Chelating anticoagulants reduce plasma doxycycline measurements: implications for doxy PEP monitoring

Abstract

Background: Doxycycline post-exposure prophylaxis is recommended for men who have sex with men at high risk for sexually transmitted infections. Accurate doxycycline measures ensure consistent evaluation of adherence and efficacy.

Research design and methods: Participants received 200 mg doxycycline (blood collected in citrate [n = 20] or heparin [n = 14] tubes). Ex vivo analyses compared exogenous doxycycline spiked into blood from matched donors collected in citrate and heparin (n = 8) or EDTA and heparin (n = 9). Plasma doxycycline was quantified with liquid chromatography-tandem mass spectrometry and reported as geometric mean [95% CI].
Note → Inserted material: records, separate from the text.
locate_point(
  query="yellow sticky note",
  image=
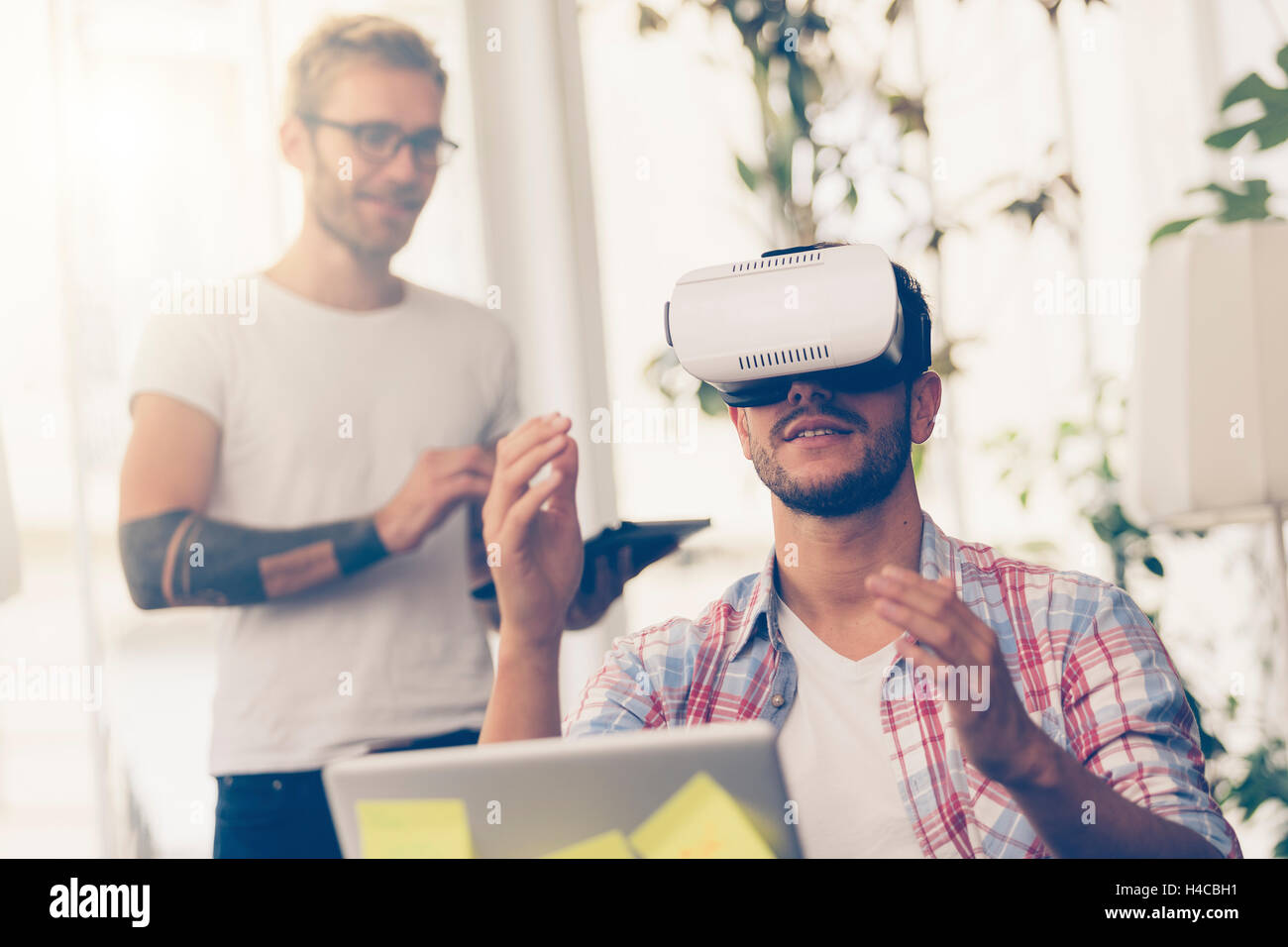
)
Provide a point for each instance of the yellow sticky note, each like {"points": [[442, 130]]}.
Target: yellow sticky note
{"points": [[610, 844], [413, 828], [699, 821]]}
Results: After dosing, plasma doxycycline AUC_{24-72 h} from citrate blood (17.07 µg/mL*hr [13.89-20.99]) was 3-times lower than heparin blood (54.57 [44.18-67.40]). Similarly, reduced plasma doxycycline was observed when drug was spiked into citrate (0.062 µg/mL [0.059-0.065]) versus heparin blood (0.084 µg/mL [0.077-0.092]) from matched donors (p = 0.0002). EDTA blood, also showed significantly lower plasma doxycycline (0.052 µg/mL [0.049-0.054]) than heparin blood (0.078 µg/mL [0.071-0.084]) (p < 0.0001).

Conclusions: Chelating anticoagulants significantly reduce plasma doxycycline concentrations, likely through disruption of doxycycline-metal ion complexes and increased drug partitioning in red blood cells. Pharmacologically focused doxycycline research should prioritize blood collection in non-chelating anticoagulants or apply a correction factor if chelating anticoagulants are used.

Clinical trial registration: NCT04860505, NCT05853120, and NCT06545656.

Keywords: Doxycycline post-exposure prophylaxis (doxy PEP); anticoagulants; liquid chromatography–mass spectrometry; pharmacokinetics; sexually transmitted infection.